Yes, SHACL will require more than SPARQL. That’s not a reason to avoid SPARQL in the definition of the language.

> But what I would like to know, is why should we design something that depends on SPARQL when there is an alternative to define something that can be independently implemented? What is the advantage of limiting it to only be implemented in SPARQL?

The advantage is expressivity. If SHACL doesn’t support highly expressive validation rules, it will be insufficient for the use cases that I care about. I don’t see how this expressivity can be achieved except by allowing the embedding of a highly expressive RDF graph matching language, such as SPARQL. (There are other options beside SPARQL, but SPARQL would be my preference.)

> The advantage of having something that does not depend on SPARQL is portability, performance and usability.

The disadvantage is that it’s not sufficiently expressive.

I am 100% confident that if SHACL won’t have the ability to embed SPARQL (or something of similar expressivity) in version 1, it will fail in the marketplace.

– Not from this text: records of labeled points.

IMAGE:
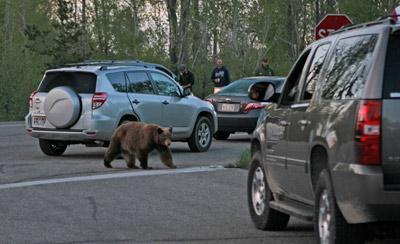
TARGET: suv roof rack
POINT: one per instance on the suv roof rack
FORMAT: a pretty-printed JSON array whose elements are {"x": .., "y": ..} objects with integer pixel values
[
  {"x": 105, "y": 64},
  {"x": 380, "y": 21}
]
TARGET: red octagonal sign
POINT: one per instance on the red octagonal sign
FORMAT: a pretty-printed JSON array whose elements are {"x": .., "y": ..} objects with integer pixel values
[{"x": 330, "y": 23}]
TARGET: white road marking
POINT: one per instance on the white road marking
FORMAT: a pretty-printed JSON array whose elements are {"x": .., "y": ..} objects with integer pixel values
[
  {"x": 113, "y": 176},
  {"x": 12, "y": 125}
]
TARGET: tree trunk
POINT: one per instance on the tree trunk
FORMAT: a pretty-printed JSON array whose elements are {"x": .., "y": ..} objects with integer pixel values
[
  {"x": 7, "y": 25},
  {"x": 173, "y": 31},
  {"x": 290, "y": 31},
  {"x": 84, "y": 29},
  {"x": 317, "y": 13},
  {"x": 183, "y": 40}
]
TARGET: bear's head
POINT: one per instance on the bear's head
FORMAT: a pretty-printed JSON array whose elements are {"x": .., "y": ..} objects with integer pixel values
[{"x": 164, "y": 136}]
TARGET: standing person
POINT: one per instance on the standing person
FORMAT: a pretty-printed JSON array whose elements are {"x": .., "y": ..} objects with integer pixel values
[
  {"x": 186, "y": 78},
  {"x": 220, "y": 77},
  {"x": 264, "y": 70}
]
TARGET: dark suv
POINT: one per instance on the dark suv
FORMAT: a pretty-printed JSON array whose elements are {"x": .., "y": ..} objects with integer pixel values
[{"x": 327, "y": 149}]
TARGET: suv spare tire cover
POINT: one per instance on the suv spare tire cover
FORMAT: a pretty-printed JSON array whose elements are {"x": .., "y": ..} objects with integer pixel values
[{"x": 62, "y": 107}]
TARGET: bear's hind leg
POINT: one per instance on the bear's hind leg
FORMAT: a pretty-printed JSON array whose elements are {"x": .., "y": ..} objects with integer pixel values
[
  {"x": 143, "y": 157},
  {"x": 166, "y": 156},
  {"x": 130, "y": 160},
  {"x": 112, "y": 152}
]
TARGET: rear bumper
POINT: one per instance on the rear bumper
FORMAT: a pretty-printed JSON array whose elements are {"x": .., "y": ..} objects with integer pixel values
[
  {"x": 360, "y": 194},
  {"x": 237, "y": 123},
  {"x": 101, "y": 128}
]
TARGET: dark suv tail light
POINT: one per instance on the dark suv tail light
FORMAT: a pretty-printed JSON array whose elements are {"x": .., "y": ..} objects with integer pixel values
[
  {"x": 31, "y": 99},
  {"x": 253, "y": 105},
  {"x": 99, "y": 98},
  {"x": 368, "y": 131}
]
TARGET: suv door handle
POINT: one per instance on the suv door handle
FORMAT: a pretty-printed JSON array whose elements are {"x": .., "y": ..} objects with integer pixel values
[
  {"x": 284, "y": 123},
  {"x": 303, "y": 122}
]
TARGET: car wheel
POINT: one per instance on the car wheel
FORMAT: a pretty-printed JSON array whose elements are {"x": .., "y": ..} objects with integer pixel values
[
  {"x": 200, "y": 140},
  {"x": 221, "y": 135},
  {"x": 259, "y": 195},
  {"x": 52, "y": 148},
  {"x": 330, "y": 225}
]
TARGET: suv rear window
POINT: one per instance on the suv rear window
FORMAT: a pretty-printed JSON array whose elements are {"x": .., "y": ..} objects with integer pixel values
[
  {"x": 391, "y": 85},
  {"x": 349, "y": 67},
  {"x": 82, "y": 82}
]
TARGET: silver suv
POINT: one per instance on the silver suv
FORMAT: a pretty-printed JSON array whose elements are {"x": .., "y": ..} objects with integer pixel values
[
  {"x": 84, "y": 103},
  {"x": 327, "y": 148}
]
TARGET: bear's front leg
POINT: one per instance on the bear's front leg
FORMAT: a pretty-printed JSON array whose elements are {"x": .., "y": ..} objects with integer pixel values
[
  {"x": 143, "y": 157},
  {"x": 166, "y": 156},
  {"x": 130, "y": 160}
]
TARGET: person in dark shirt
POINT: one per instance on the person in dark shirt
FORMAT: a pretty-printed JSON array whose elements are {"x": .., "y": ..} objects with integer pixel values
[
  {"x": 220, "y": 76},
  {"x": 186, "y": 78},
  {"x": 264, "y": 70}
]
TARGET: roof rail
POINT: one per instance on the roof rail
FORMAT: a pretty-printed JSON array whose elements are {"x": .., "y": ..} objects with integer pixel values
[
  {"x": 104, "y": 63},
  {"x": 379, "y": 21}
]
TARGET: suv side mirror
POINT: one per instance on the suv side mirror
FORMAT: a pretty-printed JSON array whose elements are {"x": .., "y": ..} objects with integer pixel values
[
  {"x": 187, "y": 92},
  {"x": 263, "y": 92}
]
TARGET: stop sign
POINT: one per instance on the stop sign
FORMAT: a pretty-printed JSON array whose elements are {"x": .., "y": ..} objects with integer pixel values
[{"x": 329, "y": 23}]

The reason is that within six months, it will have multiple incompatible competitors that provide this ability. And the more demanding end of the market (which is most of the market, at the moment) will adopt these competitors, and not SHACL.

> Of course, the Shacl language can be defined with mappings to SPARQL, but I am sure that there could appear other tools implemented in other languages which would improve the performance of the implementation and its usability. Those tools can improve error messages and offer optimizations that otherwise could not be done.

If SHACL is based on SPARQL-backed “macros”, and provides a well-designed library of “core macros” with known semantics, then implementations are free to optimise validation of the core macros. They could ignore the fact that there’s a “normative” SPARQL template behind these macros, and implement the behaviour of that query in any other way that produces the same results.

So, none of the advantages you cite are incompatible with a SPARQL-centric design.

> And users defining their shapes in one system could employ their shapes in another system. 

That’s the whole point of having a standard.

> As I said in another thread, I am really not opposed to have extensibility mechanism that can call SPARQL and I also think we can have some implementation in SPARQL,

I take it you would object against such a mechanism being a normative part of the language?

> but I think it will be a design language mistake to embed SPARQL in template definitions. 

I still don’t understand why it would be a mistake. Implementations are free to ignore the SPARQL behind the core macros, as long as they produce the same behaviour.

> On the other hand, I don't see any advantage of limiting the implementation of SHACL to be only in SPARQL.

Again, the advantage would be that it could address a vastly superior range of use cases.